Just to recap, then, your position is that because there's not been a study directly on the idea that people running around with fake guns makes it easier for an officer to mistake them as running around with real guns (as opposed to running around with something that does not look like an actual gun) that there is no argue net that we should not let people do that?

You yourself argued that the officer in the walmart pellet gun thread is not culpable for failing to identify a pellet gun because it was impossible to distinguish from a real one! You realize there's a need for distinguishing marks. It's a very safe theory that mistakability directly correlates with realism.

We can put a law in place, see if it is effective, and if it isn't we lose nothing. You propose we do nothing and waste time, money, and quite likely lives because... Why exactly?
 
Just to recap, then, your position is that because there's not been a study directly on the idea that people running around with fake guns makes it easier for an officer to mistake them as running around with real guns (as opposed to running around with something that does not look like an actual gun) that there is no argue net that we should not let people do that?

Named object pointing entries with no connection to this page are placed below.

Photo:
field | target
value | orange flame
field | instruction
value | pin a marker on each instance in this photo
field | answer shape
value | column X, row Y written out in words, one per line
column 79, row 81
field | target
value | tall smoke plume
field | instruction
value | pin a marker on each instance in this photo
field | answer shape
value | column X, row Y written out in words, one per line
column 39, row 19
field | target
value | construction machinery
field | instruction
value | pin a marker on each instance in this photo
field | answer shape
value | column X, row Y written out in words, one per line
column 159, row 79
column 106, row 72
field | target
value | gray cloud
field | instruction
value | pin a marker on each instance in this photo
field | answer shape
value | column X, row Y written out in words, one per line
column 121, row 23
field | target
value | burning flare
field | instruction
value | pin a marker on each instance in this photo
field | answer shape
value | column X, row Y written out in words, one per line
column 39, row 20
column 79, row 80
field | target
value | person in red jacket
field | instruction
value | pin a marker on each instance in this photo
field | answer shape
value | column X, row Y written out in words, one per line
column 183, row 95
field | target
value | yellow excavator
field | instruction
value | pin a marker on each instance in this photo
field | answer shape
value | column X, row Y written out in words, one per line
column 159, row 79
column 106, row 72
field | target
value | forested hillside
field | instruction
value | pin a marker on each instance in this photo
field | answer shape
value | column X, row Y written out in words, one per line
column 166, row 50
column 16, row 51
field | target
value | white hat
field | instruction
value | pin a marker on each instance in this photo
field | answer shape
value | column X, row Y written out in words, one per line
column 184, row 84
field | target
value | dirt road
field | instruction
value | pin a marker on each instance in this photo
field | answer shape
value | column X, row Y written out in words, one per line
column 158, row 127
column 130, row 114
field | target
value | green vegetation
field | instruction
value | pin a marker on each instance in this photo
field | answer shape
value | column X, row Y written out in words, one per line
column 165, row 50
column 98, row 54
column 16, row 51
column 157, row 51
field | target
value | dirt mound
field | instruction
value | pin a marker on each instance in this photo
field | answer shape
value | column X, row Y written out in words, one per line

It's more that I could be convinced that these guns presented some excessive danger that say, orange colored guns, would not but haven't been convinced.

We can put a law in place, see if it is effective, and if it isn't we lose nothing. You propose we do nothing and waste time, money, and quite likely lives because... Why exactly?

I do not accept the premise that we are wasting a lot of time, money and lives over this due to lack of evidence we are wasting a lot of time, money and lives over this.